Во-вторых, Анненков, который иногда с большой точностью характеризует социальные взгляды Пушкина, в данном случае искажает, чрезмерно «этизирует» их.

Целая эпоха отделяет Пушкина от того исторического процесса, современниками и участниками которого являемся мы, — от той борьбы, которая уничтожает всякое порабощение человека человеком и впервые вводит человечество в его подлинную историю. Пушкину приходилось размышлять об исторических явлениях совсем иного порядка — о явлениях, которые, в лучшем случае, были лишь__относительно__ прогрессивными и, следовательно, по самой своей природе не могли заключать в себе__всей правды__. И все же Пушкин не отказывался от истории.

В 1849 г. Маркс и Энгельс писали против Бакунина: «...без насилия и железной решимости ничто в истории не делается, и если бы Александр, Цезарь и Наполеон отличались таким же мягкосердечием, к которому ныне апеллируют панслависты в интересах своих ослабевших клиентов, что сталось бы с историей!»[6]

Тот абстрактный гуманизм, о котором говорит Анненков, является противоположностью подлинного гуманизма, чем-то в высшей степени бесчеловечным, так как требует, по существу, отказа от всякого исторического движения и тем самым настаивает на сохранении, на увековечивании «кровавой старины»[7].

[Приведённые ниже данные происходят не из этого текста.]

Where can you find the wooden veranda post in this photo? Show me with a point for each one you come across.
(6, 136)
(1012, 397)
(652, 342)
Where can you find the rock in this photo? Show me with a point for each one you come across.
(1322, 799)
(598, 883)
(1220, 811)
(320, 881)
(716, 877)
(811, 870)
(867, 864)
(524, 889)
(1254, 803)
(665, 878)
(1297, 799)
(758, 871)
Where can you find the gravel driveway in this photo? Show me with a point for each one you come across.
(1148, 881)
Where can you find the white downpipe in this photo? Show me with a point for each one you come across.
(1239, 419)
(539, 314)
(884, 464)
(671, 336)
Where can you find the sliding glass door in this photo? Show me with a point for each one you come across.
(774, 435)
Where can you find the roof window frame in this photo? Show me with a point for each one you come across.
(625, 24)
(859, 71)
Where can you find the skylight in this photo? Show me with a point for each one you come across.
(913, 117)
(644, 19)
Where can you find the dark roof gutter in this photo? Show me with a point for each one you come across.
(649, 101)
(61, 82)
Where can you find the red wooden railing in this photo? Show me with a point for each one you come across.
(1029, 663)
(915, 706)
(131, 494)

Пушкину совершенно чужд такой, якобы гуманистический, подход к истории. Уж скорее можно упрекать Пушкина в другом: в том, что, увлеченный своим историзмом, он пытается находить разумное в таких явлениях, которые отнюдь не заслуживают такой чести. Он готов принять не только Петра, но и Тиберия[8]. По Пушкину — даже инквизиция что-то дала человеческому прогрессу: «Радищев не знал, что новейшее судопроизводство основано во всей Европе по образцу судопроизводства инквизиционного (пытка, разумеется, в сторону).Инквизиция была потребностью века. То, что в ней отвратительно, есть необходимое последствие и духа, и нравов времени. История ее мало известна и ожидает еще беспристрастного исследователя». («Путешествие из Москвы в Петербург».)

Конечно, инквизиция не была «потребностью века», наоборот, она была средством борьбы против требований века, против исторического развития; Пушкин неправ; но характерно это его стремление пробиться во что бы то ни стало к историческому пониманию явлений.

Все это абсолютно непохоже на ту икону, которую рисует Анненков.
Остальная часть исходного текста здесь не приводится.